When Polaris purchased Indian two years ago, company leaders knew they faced an uphill battle. Indian might have been America’s first motorcycle manufacturer, predating Harley-Davidson by two years, but the once-proud name was tarnished by decades of bad product and worse business practices. Making the new-generation Indians successful would require serious rehabilitation.
Step one would be creating an all-new engine, the Thunder Stroke 111, to power these all-new machines. But how to introduce this new engine to the public? The easy way would be to commission some big-name builder to create a custom around the new V-twin.

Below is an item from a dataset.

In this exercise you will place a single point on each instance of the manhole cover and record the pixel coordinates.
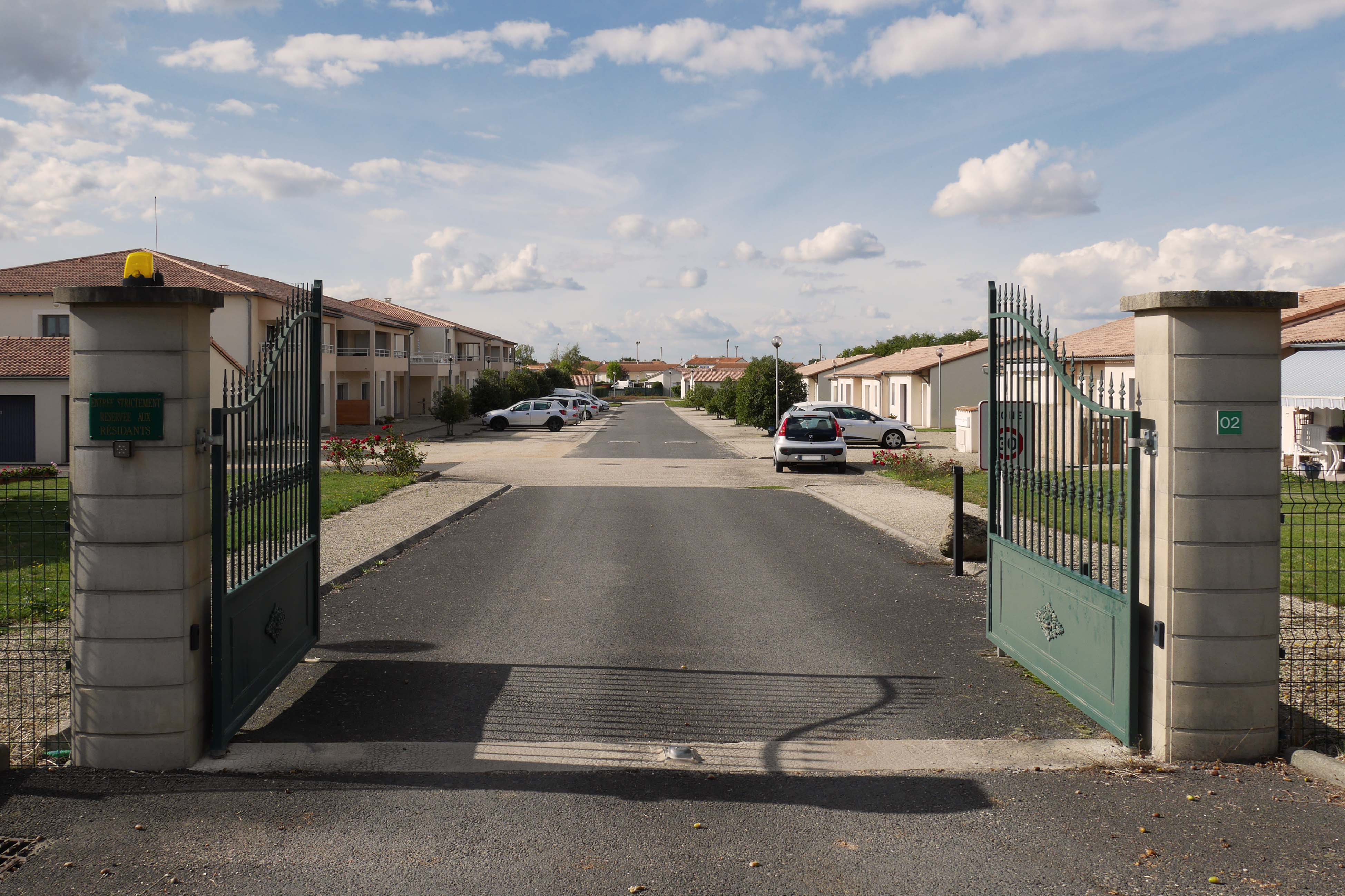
(14, 851)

Maybe a board track-themed custom, since that look is trending right now and it would also reference Indian’s rich racing history. That’s exactly what we expected when we heard Indian would display a special one-off custom at this year’s Daytona Bike Week. What we never expected was this.
This is the Spirit of Munro, a breathtaking, Thunder Stroke-powered streamliner built in honor of the Munro Special celebrated in the beloved movie The World’s Fastest Indian. This is not some cheap, Orange County Choppers-type theme bike tack-welded together in two weeks. Painstakingly hand-crafted by famed hot-rod builder Jeb Scolman, the Spirit is concours-quality and race-ready, and a worthy tribute to the decades of Indian racers and tuners who have come before.
Polaris needed a bold statement to relaunch the Indian brand, and the Spirit of Munro is just that. This isn’t an inauthentic appropriation of the brand’s past; this is a respectful and reverent attempt to properly honor Indian’s proud performance history and to propel the brand forward into a new era illuminated by the same sense of purpose and pride that powered Indian to such great heights 60 years earlier. This is a bold and inspired move, suggesting just how serious Polaris is about reviving Indian the right way and for good.
The Daytona press event was swarming with Indian staff—all recent hires, and all dedicated 100 percent to Indian business. Victory and Indian are completely separate brands, and with the exception of just three persons in product planning and design that have oversight on both sides, the two companies share no staff. Indian stands alone; it is not a Victory or Polaris side project. Indian also announced the Thunder Stroke will power an all-new 2014 motorcycle model, set to debut before the end of the year. A new engine and powerplant developed in just two years—roughly half the time most OEMs allot to creating a new model—only reinforces the fact that Polaris is serious about making the investment necessary to restore Indian to its rightful place in the American motorcycle pantheon.
The Spirit of Munro, and so many other Indian pioneers, lives on.